On ne devait donc pas aller à Ouagadougou ? C’est mon frère président qui a dit que nous en avons assez de nous promener à l’extérieur, or Ouaga, c’est l’extérieur, c’est un Marcoussis bis, même si c’est plus proche de nous. Le peuple ivoirien n’est pas prêt à digérer le fait que figure au bas du document de la paix la mention : Ouaga le...Il aurait préféré : Yamoussoukro le...Tant qu’il y aura ce Ouaga le..., je ne sais pas si le peuple ivoirien va digérer cela. Je le dis avec ma sensibilité ivoirienne. Je le répète, les négociations n’auraient pas dû être faites à Ouaga. Il l’a fait et nous respectons sa décision. Mais, de grâce, qu’il souffre que le peuple ivoirien critique cet accord.

 


Vous n’ignorez pas que Gbagbo se veut la rupture d’avec l’ère Houphouët Boigny. Ça paraîtra paradoxal qu’il aille chercher la paix à la Fondation qui porte le nom d’Houphouët. Gbagbo n’est pas en rupture avec Houphouet Boigny, puisqu’il reconnaît que Houphouët était un grand penseur. S’il voulait marquer sa rupture, il n’irait pas à Yamoussoukro où il passe plus de week-end qu’à Mama, son village natal ; il aurait fait construire la maison des députés à Abidjan plutôt qu’à Yamoussoukro. Disons qu’il a dû recourir au dialogue direct parce qu’il était excédé par la persistance de la situation créée par la rébellion. Ayant compris qu’il ne pouvait pas terrasser le monstre qui était derrière la rébellion, il a choisi cette forme de dialogue. C’est une intelligente initiative que les Ivoiriens dialoguent entre eux, seulement il aurait été judicieux que ce dialogue se tienne sur les 322 000 km².

 


Cela dit, pensez-vous que cet accord va ramener la paix ? Je souhaite que l’accord ne soit pas désillusion.
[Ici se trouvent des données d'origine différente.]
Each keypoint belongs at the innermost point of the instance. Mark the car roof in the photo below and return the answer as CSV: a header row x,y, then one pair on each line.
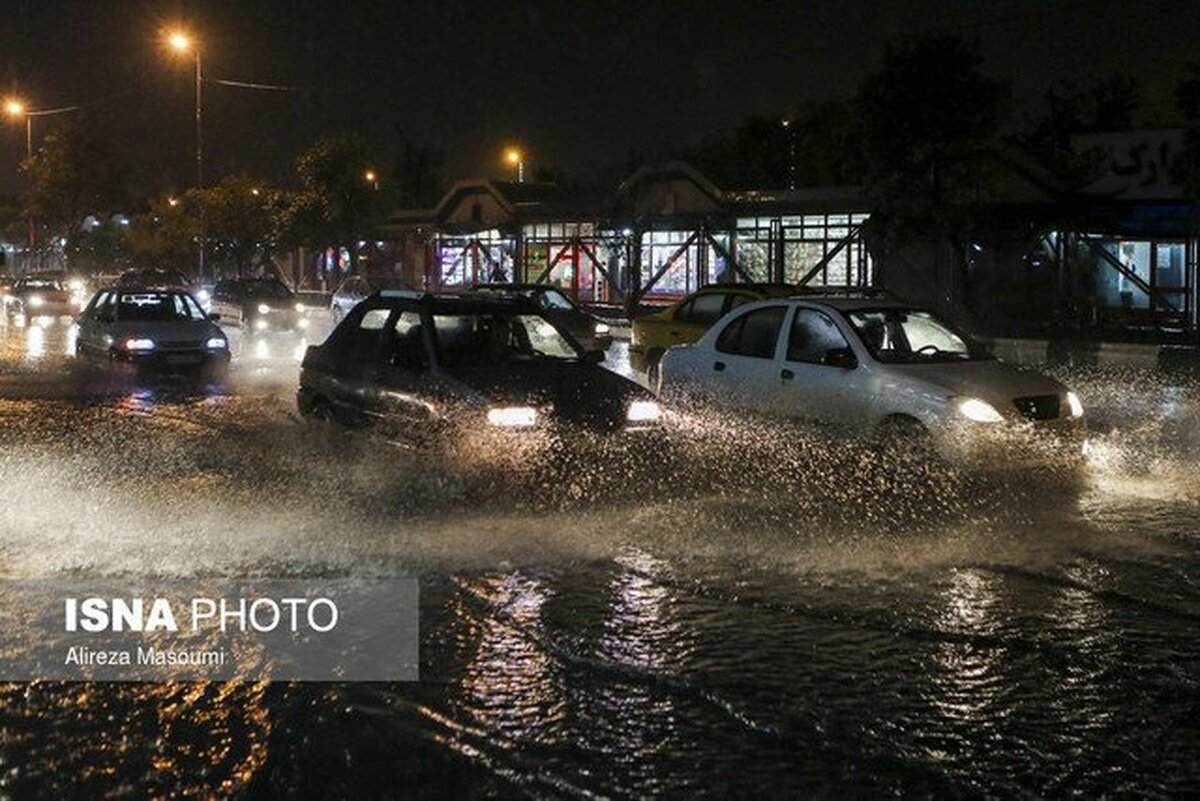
x,y
479,303
766,289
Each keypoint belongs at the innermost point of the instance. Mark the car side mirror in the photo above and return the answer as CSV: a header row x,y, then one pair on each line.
x,y
843,357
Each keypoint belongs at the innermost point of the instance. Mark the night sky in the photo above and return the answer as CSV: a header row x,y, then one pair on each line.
x,y
577,84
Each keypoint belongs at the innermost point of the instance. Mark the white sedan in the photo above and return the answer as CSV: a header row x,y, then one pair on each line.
x,y
875,367
151,329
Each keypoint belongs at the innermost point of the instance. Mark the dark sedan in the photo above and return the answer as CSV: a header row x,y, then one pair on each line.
x,y
588,330
466,367
258,305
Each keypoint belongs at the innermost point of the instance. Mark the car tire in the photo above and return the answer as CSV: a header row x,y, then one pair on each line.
x,y
654,366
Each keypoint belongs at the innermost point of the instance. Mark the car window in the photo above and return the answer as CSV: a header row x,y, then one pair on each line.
x,y
754,333
552,299
737,300
481,341
813,333
703,309
408,343
361,341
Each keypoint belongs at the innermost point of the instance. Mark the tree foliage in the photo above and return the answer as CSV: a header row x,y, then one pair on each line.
x,y
1071,108
72,175
1186,166
925,116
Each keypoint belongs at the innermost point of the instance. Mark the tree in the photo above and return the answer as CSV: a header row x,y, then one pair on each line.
x,y
238,221
925,116
335,204
165,236
1186,166
1072,108
72,175
417,175
927,120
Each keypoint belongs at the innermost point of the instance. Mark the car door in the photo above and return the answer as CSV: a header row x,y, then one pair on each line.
x,y
817,373
88,337
743,366
353,377
401,379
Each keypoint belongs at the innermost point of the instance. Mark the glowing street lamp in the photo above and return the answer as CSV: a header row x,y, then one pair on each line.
x,y
183,43
516,158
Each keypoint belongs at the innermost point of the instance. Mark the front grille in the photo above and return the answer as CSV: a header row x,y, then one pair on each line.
x,y
1038,407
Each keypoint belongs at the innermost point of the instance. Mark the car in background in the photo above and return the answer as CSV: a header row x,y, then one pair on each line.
x,y
587,329
689,319
151,327
258,305
41,294
875,367
467,368
354,289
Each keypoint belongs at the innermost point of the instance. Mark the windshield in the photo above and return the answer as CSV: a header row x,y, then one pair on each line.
x,y
912,337
487,339
52,284
553,299
267,289
157,307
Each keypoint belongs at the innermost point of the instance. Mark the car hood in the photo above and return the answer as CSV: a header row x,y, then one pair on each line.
x,y
995,381
183,331
279,303
576,391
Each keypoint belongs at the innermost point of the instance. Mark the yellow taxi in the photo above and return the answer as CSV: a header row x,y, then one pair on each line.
x,y
690,318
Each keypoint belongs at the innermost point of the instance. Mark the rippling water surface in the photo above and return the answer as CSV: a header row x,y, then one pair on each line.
x,y
760,612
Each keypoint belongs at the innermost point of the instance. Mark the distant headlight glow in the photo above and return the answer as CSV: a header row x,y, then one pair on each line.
x,y
981,411
643,411
1077,407
513,416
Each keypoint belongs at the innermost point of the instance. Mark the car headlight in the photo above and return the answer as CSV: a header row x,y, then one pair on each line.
x,y
1077,407
513,416
643,411
981,411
Pour avoir vécu trop de choses, de l’indépendance à nos jours, je m’interdis d’être naïf encore moins niais.

 


Quel jugement portez-vous sur la gestion de la chose publique par le Fpi depuis son accession au pouvoir ? Celui qui attend d’être jugé par le divin ne juge pas son semblable. Je dirais simplement à mon frère Gbagbo qu’il sache concilier la raison d’Etat avec ses impératifs. A ce propos, j’ai vu récemment l’Assemblée nationale examiner la loi sur la Médiature. La Médiature ! Dans un contexte de crise comme celle dans laquelle se trouve notre pays, il n’y a pas voix plus autorisée que la Médiature pour rapprocher les uns et les autres. Mais le doyen Ekra Mathieu étant malade ne fait plus l’affaire. Si lui Gbagbo estime que c’est un dinosaure du PDCI, qu’il prenne des dispositions pour donner à Ekra Mathieu le salaire qu’il veut sur son fonds de souveraineté. Mais de grâce, qu’il lui demande de se retirer pour mettre un autre citoyen capable de trouver une solution à la crise qui nous interpelle depuis près de cinq ans. Voilà une Institution de la République qui est restée bloquée parce que le chef de l’Etat, par sentimentalisme, garde un doyen qui fait certes partie de l’histoire politique de la Côte
d’Ivoire. Mais on ne peut pas bloquer une institution sur cette base-là ; c’est inacceptable.

 


Comment voyez-vous la suite du processus de paix ?Pour un soufi, c’est difficile de parler de l’avenir. Le duo Gbagbo-Soro pourra-t-il nous conduire à la paix ? C’est mon souhait. En vérité, ma loyauté transcende l’enthousiasme débordant de notre président et m’invite à lui dire que son étudiant, à peine sevré, n’a pas l’étoffe de la charge. Et ce ne sont pas les cortèges de la mort qui passent en trombe, toutes sirènes hurlantes comme s’ils avaient le diable aux trousses, qui feront de lui un Premier ministre apte à présider les Conseils des ministres. Que le président comprenne que celui qui critique le fait qu’il n’ait pas fait un bon choix, n’est pas son ennemi. On ne me dira pas que Boga Doudou et tant d’autres sont morts dans une boîte de nuit. On ne peut occulter cela et prendre un Premier ministre parmi ceux qui ont assassiné notre peuple. Je souhaite que mon frère président se trompe le moins possible.